Written by Brian B

Physical Games For Seniors

Physical Games For Seniors

With dozens of activities available at independent and assisted living facilities, we’ve compiled a list of the best physical games for seniors. Whether the goal is to exercise, socialize or stimulate the mind, these four games are perfect for today’s active senior citizens.

Bocce Ball

Bocce Ball’s history goes back further than one would ever guess. The sport’s first reference dates back to 5200 B.C., in fact. English scientist, Sir Francis Petrial, discovered a painting of two children playing the sport of Bocce Ball in an ancient Egyptian Tomb. By 600 B.C. the sport had made its way to Greece, eventually gaining popularity in Holland, Flanders and Belgium, as well. In 1896, the sport took center stage, with the first Bocce Olympiad being held in Athens. The Bocce boom officially began taking place in the United States by the late 1980’s, paving the way for it to become one of the most popular games for seniors today.

Game Rules

Open Bocce is perfect for casual Bocce players due mostly to the ability to play seemingly anywhere. Eight balls, plus a pallino (smaller ball) can be used for up to 2, 4, 6 or 8 players on the same court. A random participant is chosen to throw the pallino, which is the same player who tosses the first bocce ball. This participant is now considered “inside” because his or her ball is now closet to the pallino, by default. This player loses his second turn until a different player puts their ball closer to the pallino. All players now throw their own ball, with the closest to the pallino awarded one point. Additional points are earned for every one of the leader’s balls closer to the pallino than opponent’s balls. The frame is over after all players have tossed their balls, with 13 total points awarded for the overall winner.

Health Benefits

Bocce Ball is ideal for stress relief, mental stimulation, and can improve flexibility.

Yoga

Yoga is a highly effective practice for senior citizens. The controlled body positions, stretches and focus are perfect for mental and physical well-being. Achieving deep spiritual tranquility is a main priority for all yoga participants. The practice of yoga is believed to be more than 5,000 years old, and remains common today, especially among seniors. Yoga is a great way to stretch and exercise one’s body and spirit.

Health Benefits

Of the multiple benefits from yoga, weight loss is at the top of the list.
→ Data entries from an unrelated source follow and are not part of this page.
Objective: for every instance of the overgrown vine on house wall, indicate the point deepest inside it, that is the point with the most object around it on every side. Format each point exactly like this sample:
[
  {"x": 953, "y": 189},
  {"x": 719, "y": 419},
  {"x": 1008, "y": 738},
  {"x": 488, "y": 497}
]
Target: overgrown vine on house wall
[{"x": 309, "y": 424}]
With the weight reduction, metabolism is balanced, as well. Blood sugar and blood pressure could lower as a result of yoga participation. Increased muscle strength, flexibility and balance could come courtesy of yoga. The activity has been proven to improve cardiovascular and blood circulation.

Shuffleboard

Shuffleboard began being played in English pubs around the 15th century. The game has constantly changed and adapted with the times, but the rules have remained generally the same. For seniors, this is by far one of the most popular sports to play today.

Game Rules

As stated in the previous outline, rules of the game can be altered, but the objectives have always been in place. Outdoor and indoor versions of shuffleboard can vary, while undoubtedly requiring skill to emerge victorious. A player wins when reaching a score of 15, but some tournaments may require 21 points as the benchmark. Taking alternate turns, each player slides their four weights across the opponent’s board. The objective is simple: slide your weights into the area with the highest available scoring value. Players can knock an opponent’s weights off the board with their own weights, or use them to protect their score on the other end of the board.

Health Benefits

Shuffleboard reduces stress, while increasing heart rate at the same time. Mental stimulation is an added benefit to the obvious workout for several muscle groups.

Line Dancing

It is recommended that all human beings, especially seniors, should incorporate at least 30 minutes of aerobic exercise in their daily routine. A great way to hit that goal is by participating in line dancing classes. Line dancing is great for the heart, and above all else keeps you healthy and in shape. The activity is perfect for beginners who may not have the greatest rhythm or timing when it comes to the world of dance.

Health Benefits

Line dancing has a plethora of health benefits. The obvious benefits include improving stamina, balance and posture. The constant movement has been shown to lower stress and improve stamina over time. In addition, an avid line dancer should see a lowered risk of diabetes, osteoporosis, high blood pressure and heart disease.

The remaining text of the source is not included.